Rating: Ultimately not for me, but I was able to find some enjoyment in its familiarity with other gonzo classics.
OK, a little backstory: I do a summer movie contest where we have to pick box office numbers. In our group, the winner gets to pick one movie that everyone else in the group has to watch. You can pick something that you think they'll love, you can punish them with something they might hate, you can pick something that they'd never watch on their own -- there are lots of ways to do it.
This year, my friend Kevin won and he chose this movie. It's very out-there and it's hard to give it a traditional review. It is, however, a good choice for this exercise because it's never something I would have chosen and it simultaneously feels like an attempt to let me into his twisted world, while also issuing me a punishment.
The best I can describe this film is to take a heavy dose of Pink Flamingoes (1972) and toss in the off-beat vibes of Napoleon Dynamite (2004) with a pinch of The Devil's Rejects (2005) -- all wrapped up in an Adult Swim skit.
Like Pink Flamingoes, the primary function, if there is one, seems to be to titillate and aim to be offensive and counter-culture. It's fully absurd, occasionally funny, often grossly sexual, but also very quirky and surreal. The soundtrack is noticeably indie in its sensibilities and the acting is sub-par like you'd see in C-level horror, almost in a way that feels intentional. I laughed out loud twice, but just because of visual gags that caught me off-guard.
In trying to break down the story or what the film is trying to say, I'm not sure I have much, but it does seem to have a distaste for women. They are used and abused and discarded and belittled, both on-screen and off. The ending seems to cement this, but the entire runtime yo-yos back and forth into such incredible depths of absurdity that the state of weirdness is the star of the show.
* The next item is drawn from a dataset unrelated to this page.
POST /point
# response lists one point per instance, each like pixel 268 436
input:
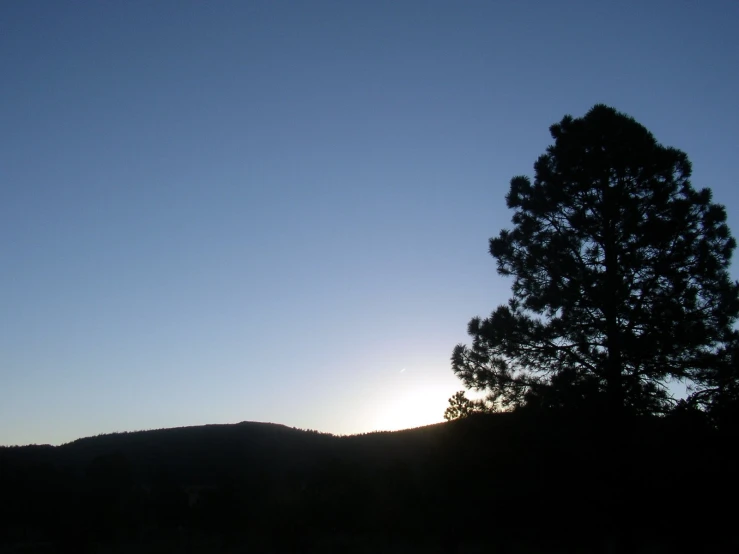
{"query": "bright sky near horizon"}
pixel 214 212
This movie is best described as a comedy, if you're mining for genre, but you'll see it listed as a horror, also, which it very much is not. The horror elements are used for absurdity and humor but never for scares.
I go back to Pink Flamingoes, not only because of similarity, but because it really helped me understand what I was looking at. Without that understanding of the history of gonzo-campiness, I'm not sure I'd know how to parse this. I can't recommend this movie to anyone, but it does seem to have a place, if only as an homage to the boundaries broken before it.